La cascada fue mi recompensa a la mañana siguiente. Sus aguas descontracturaron mi cuello torcido mejor que cualquier masajista. Caminamos un poco por la ribera del río y cuando volvimos con mejor actitud a nuestro campamento, perdí el aliento al ver cientos de familias instalándose a nuestro alrededor: mamás destapando portaviandas, papás encendiendo carbón, tíos en camisetas de tirantes, tías cargando anafres, niños correteándose desnudos y adolescentes destapando caguamas o encendiendo bocinas con reggaetón a todo volumen peleándose por embarrarle bloqueador solar a la amiga del bikini. Todos sin cubrebocas, revueltos, descaradamente cerca y a poca distancia de mí. Visualicé las gotículas malvadas cubriéndome todo, anidando en mis pulmones a ritmo de Maluma Baby. Corrí al baño comunal, “recién remodelado”, dispuesto a darme un regaderazo antes de salir huyendo de la Covid-19. El tufo a amoniaco, producto de los orines de cientos de gentes casi me tumba. Ahí los niños también correteaban libres mientras una docena de papás esperaba su turno en las regaderas. Renuncié a la idea del baño ante aquel tumulto feliz que convivía sin tapujos en un espacio cerrado y sin ventanas. Para cuando terminamos de compactar nuestra tienda de campaña habían llegado más y más, instalándose en las pozas, en las albercas “de agua abundante a 28º C”, como rezaba el anuncio de su página web, alegres, libres de temor al virus.    

Mi compañero de viaje se mostraba tranquilo, como en día de fiesta y sin prisa. Yo era, ante él, un exagerado, un miedoso y quejicas. El cubrebocas sólo se exigía a la entrada del balneario y, después, adiós. Vi desfilar las nefandas noticias de muertos, las cifras de contagios, mi tortuoso encierro, a mis amigos llorando a sus padres, madres o abuelos muertos. Y toda esa gente ahí, en los manantiales o en sus fogatas, asando salchichas como si nada de aquello hubiera ocurrido nunca. ¿Seré yo el cascarrabias, el único que critica ese negocio millonario traficando con nuestras ganas de “ver verde”? En las fotos de su página web sólo se veían las pozas de concreto rodeadas de árboles y plantas, el río transparente, pura paz “al natural”. ¿La pandemia me habrá convertido en un Scrooge de los balnearios?

Inconscientes, pensé, descreídos, covidiotas. Salimos del lugar y observé el terreno del estacionamiento que la noche anterior estaba vacío, ahora atascado de automóviles y una larga fila esperaba encontrar acomodo. Los encargados no se daban abasto; las hieleras repletas de cervezas seguían emergiendo de las cajuelas y parecían tentarme: “sólo es una gripa fea, ya estás vacunado”. Sentí envidia de su fiesta y al mismo tiempo rencor, ganas de arrojar sus bocinas al río o de bailar, un revoltijo. Recuperé la calma cuando nos alejamos, pero mi anfitrión tenía mucho calor y me aseguró que en otro balneario de Cuautla podríamos nadar. Ya estamos aquí, solté mi mantra; además, me sentía demasiado cansado como para oponerme a nada.

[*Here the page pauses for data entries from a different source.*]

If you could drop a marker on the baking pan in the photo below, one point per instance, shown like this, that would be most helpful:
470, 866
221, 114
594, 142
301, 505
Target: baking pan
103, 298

En el camino, A me contó de su relación fallida y yo me abrí confesando mi eterna –o quizá kármika– soltería. Más de diez años sin pareja, repitió mi frase, incrédulo. Los afectos son más reticentes que las pasiones, quise explicar, pero ambos pusimos fin a las preguntas impetuosas y acabamos sumidos en el callado lenguaje de la simpatía. Al cabo de un rato el hambre nos tomó por sorpresa; descubrimos que el gusto de sibarita callejero nos hermanaba y terminamos ahogando las penas de amor con deliciosas paletas de nance. El postre fue un soberbio pozole de mercado que nos unió más que cualquier confesión. Al fin se quebraba el cascarón de nuestra intimidad cuando de pronto un Chevy imprudente que tenía placas de Ciudad Nezahualcóyotl casi nos choca. A Cuautla vienen muchos chilangos los fines de semana, me aclaró mi nuevo amigo. Los chilangos son maleducados, destructores, continuó. Dejan su basura aquí porque no les alcanza para irse a Acapulco. No me dejó aclararle que ellos eran mexiquenses. Y después habló de su fe budista. Lo que une el pozole lo separa el hombre, recé.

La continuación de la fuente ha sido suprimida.